If I could go back in time to when I was 20 (in the ’90s) and show myself this middle-aged conversation about weight loss between myself and a friend- I’m sure I would have raised one extremely underweight leg up on the bumper of my 1980 Toyota Corolla hatchback, adjusted the flaps and folds of my enormous phat pants, tipped my candy-striped stocking hat forward, leaned in and said, “You mean to tell me that one day I’m going to be all fat like you? That’s not rad. That’s not rad at all. And I’ll be talking to my friends about my gut 24-7, 365?”
I’ll get in my car, slowly hand-crank the window down, lean my head out with a serious, disapproving expression and say, “Imma bounce. You better get the fuck out of Dodge by the time I get back, or I’ll bum-rush you. I’ll bum-rush you so hard.”

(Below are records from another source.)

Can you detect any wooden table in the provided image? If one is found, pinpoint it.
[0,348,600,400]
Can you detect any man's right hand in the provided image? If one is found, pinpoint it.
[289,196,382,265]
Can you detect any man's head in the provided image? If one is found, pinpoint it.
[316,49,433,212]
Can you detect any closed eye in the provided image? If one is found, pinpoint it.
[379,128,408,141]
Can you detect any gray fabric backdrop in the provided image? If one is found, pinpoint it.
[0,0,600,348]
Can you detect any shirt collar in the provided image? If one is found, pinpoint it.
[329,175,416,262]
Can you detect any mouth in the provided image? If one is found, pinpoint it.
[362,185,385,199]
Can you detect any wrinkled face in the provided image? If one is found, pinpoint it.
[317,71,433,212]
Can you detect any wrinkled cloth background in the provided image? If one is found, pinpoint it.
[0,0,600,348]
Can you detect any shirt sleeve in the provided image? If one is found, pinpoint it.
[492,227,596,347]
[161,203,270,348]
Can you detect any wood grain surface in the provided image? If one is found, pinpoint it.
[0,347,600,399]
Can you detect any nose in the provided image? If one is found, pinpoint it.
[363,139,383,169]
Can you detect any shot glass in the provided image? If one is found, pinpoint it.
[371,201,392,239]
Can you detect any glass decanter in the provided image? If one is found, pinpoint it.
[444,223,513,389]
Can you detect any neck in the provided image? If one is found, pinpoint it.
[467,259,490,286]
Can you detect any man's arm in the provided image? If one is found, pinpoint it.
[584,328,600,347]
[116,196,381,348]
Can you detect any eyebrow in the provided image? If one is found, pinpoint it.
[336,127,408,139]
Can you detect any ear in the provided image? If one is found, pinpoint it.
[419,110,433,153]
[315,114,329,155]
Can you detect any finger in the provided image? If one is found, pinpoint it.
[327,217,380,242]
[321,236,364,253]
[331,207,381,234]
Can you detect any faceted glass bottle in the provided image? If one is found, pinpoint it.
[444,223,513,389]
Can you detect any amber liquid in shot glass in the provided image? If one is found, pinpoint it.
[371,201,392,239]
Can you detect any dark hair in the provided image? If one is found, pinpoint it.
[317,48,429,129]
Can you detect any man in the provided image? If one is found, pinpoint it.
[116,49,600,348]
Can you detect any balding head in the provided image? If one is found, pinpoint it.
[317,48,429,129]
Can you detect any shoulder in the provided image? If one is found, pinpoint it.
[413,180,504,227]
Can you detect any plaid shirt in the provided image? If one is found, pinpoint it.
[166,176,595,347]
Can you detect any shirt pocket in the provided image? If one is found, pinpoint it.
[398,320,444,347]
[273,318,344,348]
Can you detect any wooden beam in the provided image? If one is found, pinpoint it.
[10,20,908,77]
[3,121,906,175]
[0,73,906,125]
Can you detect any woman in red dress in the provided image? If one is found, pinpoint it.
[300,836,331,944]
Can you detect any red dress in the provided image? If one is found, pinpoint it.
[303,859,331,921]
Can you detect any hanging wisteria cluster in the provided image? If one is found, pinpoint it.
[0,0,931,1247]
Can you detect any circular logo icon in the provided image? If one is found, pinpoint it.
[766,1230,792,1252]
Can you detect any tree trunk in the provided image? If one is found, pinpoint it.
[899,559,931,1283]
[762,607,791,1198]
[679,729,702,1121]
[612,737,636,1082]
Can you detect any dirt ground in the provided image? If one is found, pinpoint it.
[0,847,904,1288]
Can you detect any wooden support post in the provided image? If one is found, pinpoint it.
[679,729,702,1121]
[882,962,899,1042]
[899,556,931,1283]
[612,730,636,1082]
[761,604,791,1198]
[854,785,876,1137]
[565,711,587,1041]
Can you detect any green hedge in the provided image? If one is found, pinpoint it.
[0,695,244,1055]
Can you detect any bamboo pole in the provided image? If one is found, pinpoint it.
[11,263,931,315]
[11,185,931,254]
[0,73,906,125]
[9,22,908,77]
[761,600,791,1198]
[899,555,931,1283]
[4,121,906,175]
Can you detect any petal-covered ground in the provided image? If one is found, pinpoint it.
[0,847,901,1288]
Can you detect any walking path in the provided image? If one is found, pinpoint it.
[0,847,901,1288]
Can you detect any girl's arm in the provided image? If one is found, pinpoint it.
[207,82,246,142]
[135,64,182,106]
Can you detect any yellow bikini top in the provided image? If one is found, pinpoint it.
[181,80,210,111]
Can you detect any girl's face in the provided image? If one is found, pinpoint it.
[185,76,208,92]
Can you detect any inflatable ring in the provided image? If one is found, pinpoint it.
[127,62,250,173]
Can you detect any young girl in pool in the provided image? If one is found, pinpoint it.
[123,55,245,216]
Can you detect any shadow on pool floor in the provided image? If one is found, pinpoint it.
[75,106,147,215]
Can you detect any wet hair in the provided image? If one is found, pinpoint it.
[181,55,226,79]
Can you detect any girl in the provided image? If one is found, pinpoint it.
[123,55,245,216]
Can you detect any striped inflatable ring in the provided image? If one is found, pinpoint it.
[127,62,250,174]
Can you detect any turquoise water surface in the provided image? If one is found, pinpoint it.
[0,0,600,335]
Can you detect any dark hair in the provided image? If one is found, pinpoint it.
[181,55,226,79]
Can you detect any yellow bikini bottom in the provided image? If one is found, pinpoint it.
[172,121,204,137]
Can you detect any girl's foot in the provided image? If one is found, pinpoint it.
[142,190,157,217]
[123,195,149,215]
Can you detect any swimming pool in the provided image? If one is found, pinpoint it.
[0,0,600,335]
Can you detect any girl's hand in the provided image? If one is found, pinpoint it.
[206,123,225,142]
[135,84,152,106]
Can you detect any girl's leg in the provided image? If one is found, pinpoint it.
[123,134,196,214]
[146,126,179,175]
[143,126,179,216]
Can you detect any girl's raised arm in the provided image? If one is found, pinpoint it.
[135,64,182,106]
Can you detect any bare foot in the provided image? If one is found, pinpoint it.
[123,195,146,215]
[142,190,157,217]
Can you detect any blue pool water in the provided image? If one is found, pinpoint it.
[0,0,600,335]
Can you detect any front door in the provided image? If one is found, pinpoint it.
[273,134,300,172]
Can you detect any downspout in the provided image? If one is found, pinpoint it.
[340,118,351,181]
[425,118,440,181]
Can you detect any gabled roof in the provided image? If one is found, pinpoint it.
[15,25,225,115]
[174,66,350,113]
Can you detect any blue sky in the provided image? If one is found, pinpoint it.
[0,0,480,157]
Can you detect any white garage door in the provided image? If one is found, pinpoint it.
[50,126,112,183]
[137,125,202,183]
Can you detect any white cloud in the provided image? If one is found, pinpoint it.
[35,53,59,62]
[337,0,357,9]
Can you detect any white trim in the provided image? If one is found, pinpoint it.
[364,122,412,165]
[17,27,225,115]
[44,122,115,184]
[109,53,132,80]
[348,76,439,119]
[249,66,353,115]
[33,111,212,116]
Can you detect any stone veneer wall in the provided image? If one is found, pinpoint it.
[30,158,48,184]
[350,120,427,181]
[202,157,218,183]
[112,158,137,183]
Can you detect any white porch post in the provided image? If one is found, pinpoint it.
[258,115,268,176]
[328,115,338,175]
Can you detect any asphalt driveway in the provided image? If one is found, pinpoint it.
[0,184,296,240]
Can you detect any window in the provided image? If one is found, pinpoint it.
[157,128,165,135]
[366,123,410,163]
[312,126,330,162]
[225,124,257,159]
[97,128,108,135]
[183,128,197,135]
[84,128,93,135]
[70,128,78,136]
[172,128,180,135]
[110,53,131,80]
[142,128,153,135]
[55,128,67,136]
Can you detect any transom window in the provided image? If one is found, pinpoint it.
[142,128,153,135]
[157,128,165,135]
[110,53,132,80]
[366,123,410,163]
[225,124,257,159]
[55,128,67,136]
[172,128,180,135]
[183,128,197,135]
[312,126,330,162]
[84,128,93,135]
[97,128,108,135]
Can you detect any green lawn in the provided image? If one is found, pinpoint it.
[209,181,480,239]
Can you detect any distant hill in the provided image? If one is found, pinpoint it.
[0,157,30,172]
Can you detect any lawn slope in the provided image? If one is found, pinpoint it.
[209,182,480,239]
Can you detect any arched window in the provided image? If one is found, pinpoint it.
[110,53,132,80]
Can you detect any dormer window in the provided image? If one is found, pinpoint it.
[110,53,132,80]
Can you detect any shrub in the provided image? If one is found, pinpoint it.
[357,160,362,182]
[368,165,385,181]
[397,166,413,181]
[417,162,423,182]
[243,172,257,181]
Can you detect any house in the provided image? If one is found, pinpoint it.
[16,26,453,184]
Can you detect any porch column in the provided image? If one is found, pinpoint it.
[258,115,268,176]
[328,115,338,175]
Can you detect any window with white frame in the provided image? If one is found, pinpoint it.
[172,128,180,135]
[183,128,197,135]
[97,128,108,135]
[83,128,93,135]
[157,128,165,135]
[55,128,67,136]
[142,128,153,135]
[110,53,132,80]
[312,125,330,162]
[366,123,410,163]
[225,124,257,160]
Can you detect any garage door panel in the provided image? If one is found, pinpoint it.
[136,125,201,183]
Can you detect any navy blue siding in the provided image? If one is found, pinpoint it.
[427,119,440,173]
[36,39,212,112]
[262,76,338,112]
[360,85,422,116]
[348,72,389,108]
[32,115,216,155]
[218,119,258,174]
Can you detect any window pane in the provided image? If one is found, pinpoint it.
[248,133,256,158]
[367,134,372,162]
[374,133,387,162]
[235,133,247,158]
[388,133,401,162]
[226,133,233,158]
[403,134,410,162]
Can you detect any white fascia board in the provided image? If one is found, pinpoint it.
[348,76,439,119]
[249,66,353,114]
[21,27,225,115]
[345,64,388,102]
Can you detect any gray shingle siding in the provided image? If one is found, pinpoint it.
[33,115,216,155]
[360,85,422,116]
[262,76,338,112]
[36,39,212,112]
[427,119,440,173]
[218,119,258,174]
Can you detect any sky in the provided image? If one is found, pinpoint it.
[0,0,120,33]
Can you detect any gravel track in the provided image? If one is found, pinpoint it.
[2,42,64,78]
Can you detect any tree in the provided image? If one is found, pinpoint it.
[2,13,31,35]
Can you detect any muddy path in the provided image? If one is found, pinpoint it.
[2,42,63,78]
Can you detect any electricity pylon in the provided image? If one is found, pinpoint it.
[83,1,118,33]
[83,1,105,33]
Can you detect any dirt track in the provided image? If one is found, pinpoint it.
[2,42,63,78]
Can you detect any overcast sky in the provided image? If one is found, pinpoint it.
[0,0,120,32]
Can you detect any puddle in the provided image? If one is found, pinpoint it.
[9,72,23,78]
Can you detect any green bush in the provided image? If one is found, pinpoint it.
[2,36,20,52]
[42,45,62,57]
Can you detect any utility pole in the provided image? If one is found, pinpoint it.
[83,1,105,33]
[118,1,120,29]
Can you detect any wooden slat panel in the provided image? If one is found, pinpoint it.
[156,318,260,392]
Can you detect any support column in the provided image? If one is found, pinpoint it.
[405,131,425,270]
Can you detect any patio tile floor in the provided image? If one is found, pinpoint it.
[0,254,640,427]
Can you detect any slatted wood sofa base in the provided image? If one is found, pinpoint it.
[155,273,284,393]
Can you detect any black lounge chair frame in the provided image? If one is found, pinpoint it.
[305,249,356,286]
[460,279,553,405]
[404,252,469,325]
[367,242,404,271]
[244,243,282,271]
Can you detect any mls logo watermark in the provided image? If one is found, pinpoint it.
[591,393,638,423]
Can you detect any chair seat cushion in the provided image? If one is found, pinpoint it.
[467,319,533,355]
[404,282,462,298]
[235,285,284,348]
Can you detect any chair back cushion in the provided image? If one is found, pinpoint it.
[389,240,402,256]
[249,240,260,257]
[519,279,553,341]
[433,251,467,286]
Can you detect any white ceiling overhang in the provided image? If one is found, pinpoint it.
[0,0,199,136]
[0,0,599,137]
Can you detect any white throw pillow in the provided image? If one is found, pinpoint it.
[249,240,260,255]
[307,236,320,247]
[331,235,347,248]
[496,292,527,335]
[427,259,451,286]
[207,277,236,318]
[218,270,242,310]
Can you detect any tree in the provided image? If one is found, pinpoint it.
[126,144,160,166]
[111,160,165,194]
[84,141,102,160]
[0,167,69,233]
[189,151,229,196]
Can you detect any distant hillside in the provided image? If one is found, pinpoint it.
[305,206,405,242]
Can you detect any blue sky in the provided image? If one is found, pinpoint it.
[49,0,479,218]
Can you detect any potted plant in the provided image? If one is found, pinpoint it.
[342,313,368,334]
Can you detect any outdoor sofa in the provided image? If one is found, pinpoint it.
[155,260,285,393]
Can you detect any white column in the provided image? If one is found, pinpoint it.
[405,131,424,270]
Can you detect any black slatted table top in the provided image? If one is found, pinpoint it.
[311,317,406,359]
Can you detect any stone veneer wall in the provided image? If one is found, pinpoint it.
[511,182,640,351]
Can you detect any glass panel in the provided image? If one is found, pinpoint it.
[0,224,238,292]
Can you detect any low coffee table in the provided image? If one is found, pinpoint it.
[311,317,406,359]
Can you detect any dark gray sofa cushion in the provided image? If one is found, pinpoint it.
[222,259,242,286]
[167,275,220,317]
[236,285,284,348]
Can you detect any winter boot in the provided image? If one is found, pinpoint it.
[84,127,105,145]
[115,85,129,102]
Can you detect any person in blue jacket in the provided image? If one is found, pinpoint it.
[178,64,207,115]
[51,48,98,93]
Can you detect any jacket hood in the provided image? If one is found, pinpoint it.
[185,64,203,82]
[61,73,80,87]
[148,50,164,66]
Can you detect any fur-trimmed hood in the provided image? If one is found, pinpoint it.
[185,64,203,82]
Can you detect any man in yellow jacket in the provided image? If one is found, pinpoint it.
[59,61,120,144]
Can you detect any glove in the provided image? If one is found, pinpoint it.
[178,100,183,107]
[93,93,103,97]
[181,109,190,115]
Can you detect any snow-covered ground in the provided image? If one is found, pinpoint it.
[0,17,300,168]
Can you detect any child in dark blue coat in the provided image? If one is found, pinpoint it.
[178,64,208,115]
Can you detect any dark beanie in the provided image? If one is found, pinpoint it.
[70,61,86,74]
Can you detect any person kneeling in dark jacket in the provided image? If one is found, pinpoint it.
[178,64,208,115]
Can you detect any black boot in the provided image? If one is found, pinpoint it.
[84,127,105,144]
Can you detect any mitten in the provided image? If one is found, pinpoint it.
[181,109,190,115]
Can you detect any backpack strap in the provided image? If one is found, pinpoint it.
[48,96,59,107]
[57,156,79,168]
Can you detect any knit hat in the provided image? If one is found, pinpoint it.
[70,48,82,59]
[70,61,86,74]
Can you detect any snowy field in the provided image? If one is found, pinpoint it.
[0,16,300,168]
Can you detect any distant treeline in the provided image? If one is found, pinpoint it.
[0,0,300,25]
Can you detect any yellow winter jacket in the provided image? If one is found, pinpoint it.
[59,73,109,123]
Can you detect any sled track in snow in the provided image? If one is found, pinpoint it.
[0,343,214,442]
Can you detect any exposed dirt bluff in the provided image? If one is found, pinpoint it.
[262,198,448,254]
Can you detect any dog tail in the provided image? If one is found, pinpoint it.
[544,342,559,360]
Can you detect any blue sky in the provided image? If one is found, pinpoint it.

When I return back to my time I’ll stare silently out the window. Reflecting on how exciting my life used to be before I resigned myself to a routine of work/kids/sleep until I die. I’ll look at my apple watch- an amazing piece of technology that I only use to remind myself of meetings- wondering if I’m late for another huddle call, when I’ll see it.
Around my wrist, a tribal tattoo. But there’s something different about it. Closer inspection shows that each shape is actually an abstract letter, coming together to spell out the words, “Please don’t get fat.”